Peng Lifa (彭立發). SOURCE: Internet.

Is Xi’s Grip Holding?

Speculation about Xi Jinping’s waning influence intensified late last month following news of his planned absence from this week’s BRICS summit in Rio, on top of reports suggesting his presence in China’s state-run media has declined. Willy Wo-Lap Lam at the Jamestown Foundation’s China Brief noted that “citations of Xi’s name have become thinner and thinner in authoritative official media,” raising questions about potential leadership changes as China approaches its next Party congress.

However, our analysis of front-page headlines in the Party’s official People’s Daily challenges this narrative. Comparing the second quarters of 2024 and 2025, we found that Xi appeared in headlines 177 times versus 157 times respectively — a modest decline likely explained by incomplete June 2025 data. More significantly, Premier Li Qiang, Xi’s closest competitor, showed virtually no change with 45 appearances in 2024 and 43 in 2025.

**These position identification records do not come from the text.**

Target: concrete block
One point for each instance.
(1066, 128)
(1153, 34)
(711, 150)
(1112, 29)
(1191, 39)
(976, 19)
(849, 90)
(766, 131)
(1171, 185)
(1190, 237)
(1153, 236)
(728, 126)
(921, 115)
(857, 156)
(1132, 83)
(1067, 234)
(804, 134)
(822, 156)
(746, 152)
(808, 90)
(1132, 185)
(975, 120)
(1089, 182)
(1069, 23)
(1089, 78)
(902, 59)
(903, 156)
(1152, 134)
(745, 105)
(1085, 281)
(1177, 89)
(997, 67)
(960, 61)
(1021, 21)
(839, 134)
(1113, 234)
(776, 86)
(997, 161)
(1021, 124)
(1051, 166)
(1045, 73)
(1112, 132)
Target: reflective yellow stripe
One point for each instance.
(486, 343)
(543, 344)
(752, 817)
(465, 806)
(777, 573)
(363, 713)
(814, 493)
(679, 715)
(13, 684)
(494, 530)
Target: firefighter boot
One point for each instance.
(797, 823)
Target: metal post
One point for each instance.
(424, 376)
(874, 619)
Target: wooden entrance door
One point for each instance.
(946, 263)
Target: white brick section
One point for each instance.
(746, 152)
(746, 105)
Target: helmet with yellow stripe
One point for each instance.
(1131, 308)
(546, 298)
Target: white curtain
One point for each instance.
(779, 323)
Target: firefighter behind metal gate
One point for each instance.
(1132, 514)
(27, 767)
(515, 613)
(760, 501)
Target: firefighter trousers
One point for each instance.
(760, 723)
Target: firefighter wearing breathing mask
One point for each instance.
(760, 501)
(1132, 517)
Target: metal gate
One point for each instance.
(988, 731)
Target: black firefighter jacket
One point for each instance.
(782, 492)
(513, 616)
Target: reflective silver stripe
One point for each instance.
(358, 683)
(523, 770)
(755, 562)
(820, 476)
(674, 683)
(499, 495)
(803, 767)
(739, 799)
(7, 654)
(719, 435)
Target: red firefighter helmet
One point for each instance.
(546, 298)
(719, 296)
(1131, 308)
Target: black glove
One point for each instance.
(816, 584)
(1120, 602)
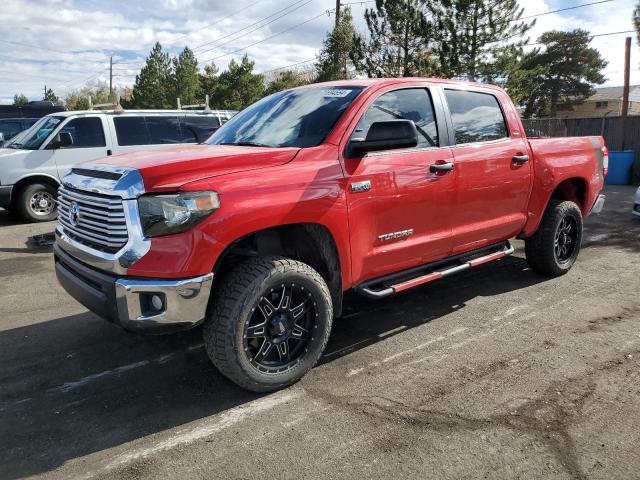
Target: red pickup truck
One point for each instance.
(371, 185)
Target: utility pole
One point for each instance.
(110, 78)
(625, 91)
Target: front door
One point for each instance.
(493, 171)
(87, 142)
(399, 210)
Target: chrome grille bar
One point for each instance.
(95, 220)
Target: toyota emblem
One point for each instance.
(74, 214)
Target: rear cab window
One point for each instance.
(413, 104)
(476, 116)
(164, 129)
(85, 132)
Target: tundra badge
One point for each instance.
(364, 186)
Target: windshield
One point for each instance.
(32, 138)
(292, 118)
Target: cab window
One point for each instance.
(476, 116)
(413, 104)
(85, 132)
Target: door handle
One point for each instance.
(441, 167)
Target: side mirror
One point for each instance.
(61, 140)
(386, 135)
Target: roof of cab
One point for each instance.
(371, 82)
(70, 113)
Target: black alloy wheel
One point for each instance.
(565, 239)
(280, 328)
(268, 322)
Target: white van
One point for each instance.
(33, 162)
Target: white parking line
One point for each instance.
(210, 426)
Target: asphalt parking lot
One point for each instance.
(495, 373)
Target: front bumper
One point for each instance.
(129, 302)
(5, 195)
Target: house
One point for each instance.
(606, 102)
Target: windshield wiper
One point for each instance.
(246, 144)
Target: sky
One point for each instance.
(65, 44)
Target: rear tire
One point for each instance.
(268, 323)
(37, 202)
(554, 248)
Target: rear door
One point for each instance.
(400, 211)
(492, 167)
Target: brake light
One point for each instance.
(605, 160)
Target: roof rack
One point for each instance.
(204, 105)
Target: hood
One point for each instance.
(170, 168)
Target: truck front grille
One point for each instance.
(92, 219)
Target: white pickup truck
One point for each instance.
(33, 162)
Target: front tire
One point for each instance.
(269, 323)
(37, 203)
(554, 248)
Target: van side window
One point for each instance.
(198, 128)
(131, 131)
(163, 129)
(85, 132)
(408, 104)
(476, 116)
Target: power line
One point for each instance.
(49, 50)
(255, 23)
(221, 19)
(194, 49)
(257, 28)
(289, 66)
(592, 36)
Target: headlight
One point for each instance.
(166, 214)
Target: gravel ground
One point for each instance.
(494, 373)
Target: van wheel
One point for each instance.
(37, 202)
(269, 323)
(554, 248)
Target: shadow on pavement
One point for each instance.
(78, 385)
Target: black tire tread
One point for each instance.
(23, 209)
(225, 306)
(539, 247)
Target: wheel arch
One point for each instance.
(311, 243)
(572, 188)
(31, 179)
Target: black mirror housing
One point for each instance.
(386, 135)
(61, 140)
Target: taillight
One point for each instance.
(605, 160)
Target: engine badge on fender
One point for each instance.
(394, 235)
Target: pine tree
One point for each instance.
(477, 38)
(186, 82)
(20, 99)
(333, 59)
(238, 86)
(285, 80)
(636, 19)
(561, 74)
(153, 85)
(208, 81)
(399, 43)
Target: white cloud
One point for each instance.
(73, 39)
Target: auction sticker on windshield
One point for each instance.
(337, 92)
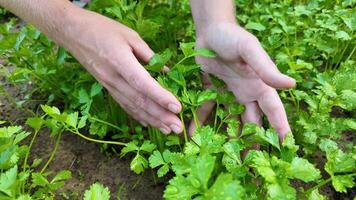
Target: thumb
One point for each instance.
(256, 57)
(143, 52)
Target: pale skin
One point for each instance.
(112, 53)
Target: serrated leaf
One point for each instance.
(138, 164)
(39, 180)
(7, 179)
(35, 122)
(225, 187)
(97, 191)
(255, 26)
(303, 170)
(147, 146)
(342, 182)
(129, 147)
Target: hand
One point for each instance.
(248, 72)
(111, 52)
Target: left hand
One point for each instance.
(248, 72)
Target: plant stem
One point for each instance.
(95, 140)
(26, 158)
(352, 52)
(184, 129)
(53, 153)
(195, 117)
(106, 123)
(29, 149)
(319, 185)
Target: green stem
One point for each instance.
(216, 115)
(319, 185)
(26, 158)
(53, 153)
(195, 117)
(95, 140)
(29, 149)
(184, 129)
(352, 52)
(185, 58)
(106, 123)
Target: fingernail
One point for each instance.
(174, 108)
(165, 130)
(175, 128)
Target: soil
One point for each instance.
(89, 165)
(84, 159)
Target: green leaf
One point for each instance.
(187, 48)
(95, 89)
(147, 146)
(289, 149)
(315, 195)
(233, 150)
(269, 136)
(35, 122)
(7, 179)
(156, 159)
(97, 191)
(163, 170)
(83, 96)
(255, 26)
(342, 182)
(303, 170)
(158, 61)
(225, 187)
(179, 188)
(281, 191)
(82, 122)
(249, 129)
(173, 140)
(72, 119)
(39, 180)
(236, 109)
(232, 127)
(203, 168)
(262, 164)
(138, 164)
(61, 56)
(204, 52)
(342, 35)
(205, 96)
(50, 110)
(130, 147)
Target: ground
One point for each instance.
(84, 159)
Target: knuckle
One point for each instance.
(135, 81)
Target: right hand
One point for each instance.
(111, 52)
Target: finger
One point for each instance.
(164, 115)
(256, 57)
(137, 77)
(141, 50)
(135, 111)
(252, 114)
(151, 107)
(272, 106)
(203, 113)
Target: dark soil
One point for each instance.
(84, 159)
(89, 165)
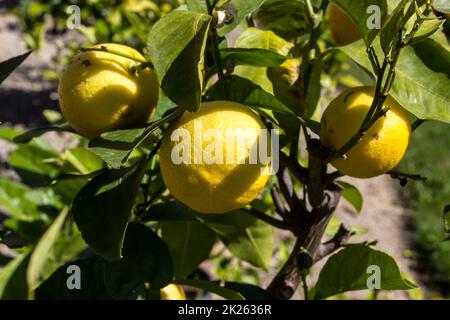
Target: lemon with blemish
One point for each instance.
(172, 292)
(382, 146)
(216, 173)
(103, 91)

While these headline counts cannot capture insider dynamics or leadership effectiveness, they hardly suggest a power shift in the Party’s most important publication. Xi’s dominance in China’s authoritative media remains intact — contradicting speculation about his declining grip on power. The data suggests China’s most powerful leader in generations continues to command overwhelming media attention. Read more on this at the China Media Project website.

Youth Exchange Scandal

In a series of four investigative reports published starting last week, the independent Hong Kong outlet The Collective (集誌社) exposed potential irregularities in a government-funded mainland China internship program. According to the series, the budget of the Funding Scheme for Youth Internship in the Mainland has ballooned from HK$23 million in 2014 to over HK$113 million this year, with mainland programs this year accounting for 87 percent of Hong Kong’s overseas exchange budget. The Collective‘s investigation found that over half of audited projects violated guidelines by failing to publish financial reports, while some organizations with questionable backgrounds received millions in funding. Among the recipients, the series alleges, three companies linked to All-China Youth Federation member Wong Yiu-ying (王耀瑩) secured HK$23 million across 18 projects over three years, despite having websites created on identical dates and posting synchronized content.

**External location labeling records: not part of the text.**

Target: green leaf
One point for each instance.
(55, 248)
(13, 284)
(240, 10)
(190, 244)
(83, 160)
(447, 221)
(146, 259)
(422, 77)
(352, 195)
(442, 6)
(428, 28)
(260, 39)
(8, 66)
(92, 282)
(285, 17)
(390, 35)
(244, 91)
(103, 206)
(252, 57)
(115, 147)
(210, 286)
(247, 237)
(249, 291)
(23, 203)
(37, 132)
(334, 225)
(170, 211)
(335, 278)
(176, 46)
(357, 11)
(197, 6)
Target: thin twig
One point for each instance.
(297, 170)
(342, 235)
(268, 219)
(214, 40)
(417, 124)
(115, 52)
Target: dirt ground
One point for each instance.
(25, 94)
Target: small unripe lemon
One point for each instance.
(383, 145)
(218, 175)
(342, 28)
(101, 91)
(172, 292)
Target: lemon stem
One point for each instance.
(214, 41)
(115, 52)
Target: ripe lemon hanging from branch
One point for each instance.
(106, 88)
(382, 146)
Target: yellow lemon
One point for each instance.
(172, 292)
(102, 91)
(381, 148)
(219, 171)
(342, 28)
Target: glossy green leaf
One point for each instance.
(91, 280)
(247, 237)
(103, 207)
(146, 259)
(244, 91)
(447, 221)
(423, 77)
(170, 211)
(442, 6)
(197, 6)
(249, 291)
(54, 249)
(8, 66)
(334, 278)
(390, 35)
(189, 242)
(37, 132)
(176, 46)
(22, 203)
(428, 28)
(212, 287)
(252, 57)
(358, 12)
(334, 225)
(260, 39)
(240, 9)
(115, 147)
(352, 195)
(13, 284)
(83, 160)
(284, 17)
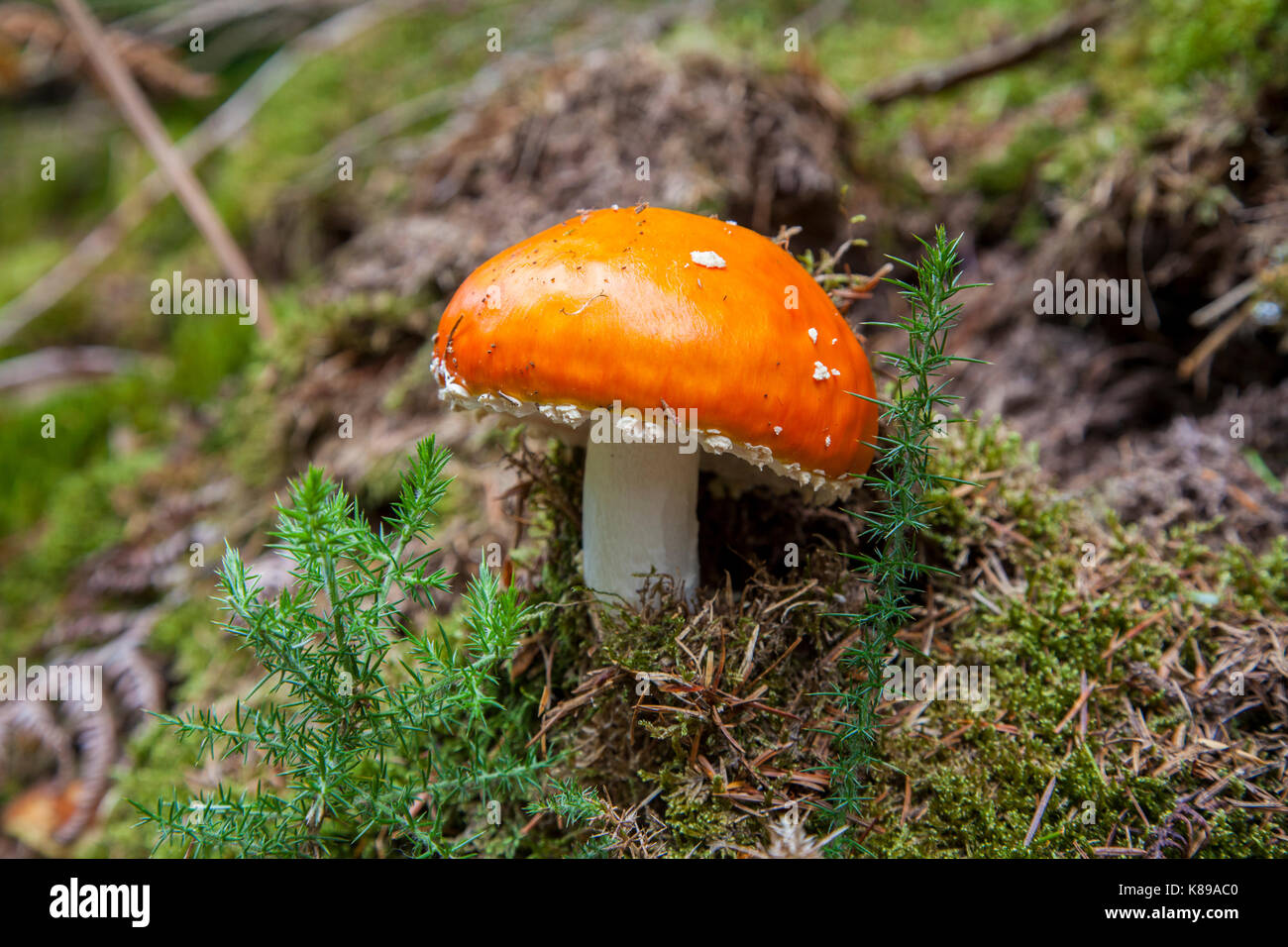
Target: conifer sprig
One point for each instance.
(373, 737)
(911, 420)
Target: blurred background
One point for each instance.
(366, 157)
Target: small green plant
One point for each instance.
(368, 738)
(911, 420)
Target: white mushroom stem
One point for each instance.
(639, 514)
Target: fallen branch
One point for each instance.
(52, 365)
(143, 120)
(982, 62)
(220, 127)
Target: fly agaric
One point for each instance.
(655, 331)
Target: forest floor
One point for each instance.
(1121, 565)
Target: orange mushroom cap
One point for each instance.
(664, 309)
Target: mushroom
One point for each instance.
(645, 334)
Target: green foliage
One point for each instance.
(911, 419)
(372, 738)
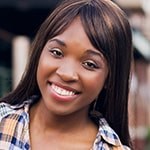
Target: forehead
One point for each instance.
(75, 35)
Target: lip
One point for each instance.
(66, 98)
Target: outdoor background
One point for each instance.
(19, 22)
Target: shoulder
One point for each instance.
(9, 111)
(107, 138)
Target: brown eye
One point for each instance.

Read On: Report 1 | Report 2 | Report 3 | Report 4

All-China Youth Federation member Wong Yiu-ying (fourth from right) has organized mainland internship programs for thousands of participants. Next to Wong, at center, is Song Lai, deputy director of the Youth Work Department of the central government’s Liaison Office. SOURCE: The Collective.

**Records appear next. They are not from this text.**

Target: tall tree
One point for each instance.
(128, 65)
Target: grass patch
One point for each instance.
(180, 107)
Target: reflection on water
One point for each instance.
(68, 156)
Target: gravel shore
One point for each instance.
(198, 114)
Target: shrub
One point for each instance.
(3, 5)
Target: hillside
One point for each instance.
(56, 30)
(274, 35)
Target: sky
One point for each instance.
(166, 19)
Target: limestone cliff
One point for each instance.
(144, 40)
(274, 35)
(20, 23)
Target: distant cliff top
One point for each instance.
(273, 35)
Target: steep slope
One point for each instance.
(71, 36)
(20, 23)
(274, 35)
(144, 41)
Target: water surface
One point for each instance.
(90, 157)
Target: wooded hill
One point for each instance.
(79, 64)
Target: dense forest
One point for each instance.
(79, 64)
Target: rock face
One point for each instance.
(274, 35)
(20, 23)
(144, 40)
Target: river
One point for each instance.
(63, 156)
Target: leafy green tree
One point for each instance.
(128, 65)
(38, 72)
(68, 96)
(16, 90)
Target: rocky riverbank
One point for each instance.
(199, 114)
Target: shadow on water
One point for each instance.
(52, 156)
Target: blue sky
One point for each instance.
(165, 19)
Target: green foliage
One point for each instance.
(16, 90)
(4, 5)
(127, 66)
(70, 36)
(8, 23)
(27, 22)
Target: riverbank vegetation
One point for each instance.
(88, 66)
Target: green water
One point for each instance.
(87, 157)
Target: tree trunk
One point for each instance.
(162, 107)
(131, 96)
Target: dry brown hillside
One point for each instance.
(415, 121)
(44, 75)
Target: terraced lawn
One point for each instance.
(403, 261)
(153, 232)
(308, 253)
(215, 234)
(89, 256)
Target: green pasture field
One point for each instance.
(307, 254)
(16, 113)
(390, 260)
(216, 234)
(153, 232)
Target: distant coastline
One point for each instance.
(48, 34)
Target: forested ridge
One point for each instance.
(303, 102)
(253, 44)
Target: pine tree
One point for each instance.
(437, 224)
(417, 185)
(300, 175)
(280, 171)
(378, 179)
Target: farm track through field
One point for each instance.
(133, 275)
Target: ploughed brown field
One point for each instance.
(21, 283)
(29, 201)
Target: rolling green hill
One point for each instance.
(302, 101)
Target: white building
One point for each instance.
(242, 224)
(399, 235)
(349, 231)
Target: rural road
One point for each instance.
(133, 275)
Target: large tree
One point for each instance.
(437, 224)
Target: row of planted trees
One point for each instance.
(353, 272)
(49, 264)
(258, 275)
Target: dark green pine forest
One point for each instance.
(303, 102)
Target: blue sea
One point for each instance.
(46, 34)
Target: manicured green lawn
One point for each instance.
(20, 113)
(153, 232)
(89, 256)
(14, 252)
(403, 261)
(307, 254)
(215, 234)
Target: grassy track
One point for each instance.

DeepSeek’s Democratic Deficit

DeepSeek’s R1 AI model, released in February, has been rapidly adopted by governments and companies worldwide, including India’s government and American tech multinational Nvidia. Meanwhile, China’s government has promoted the model as democratizing AI access. “DeepSeek has accelerated the democratization of the latest AI advancements,” China’s embassy in Australia declared back in March this year.

DeepSeek, a global whale in Chinese AI. Image: ChatGPT by CMP.

Much of the hype around DeepSeek is premised on the idea that the model can be “de-censored” — training out of its embedded PRC biases. But our research at the China Media Project questions this premise, suggesting the model risks becoming a vehicle for the global spread of Chinese Communist Party narratives and authoritarian influence rather than genuine democratization of information. Our work suggests the model’s biases run deeper than simple censorship, and that even “uncensored” versions continue spreading CCP disinformation — for example claiming Taiwan has been “part of China since ancient times.”

CMP researcher Alex Colville writes: “Open-source can mean, broadly speaking, greater democratic decision of the benefits of AI. But if crucial aspects of the open-source AI shared across the world perpetuate the values of a closed society with narrow political agendas — what might that mean?”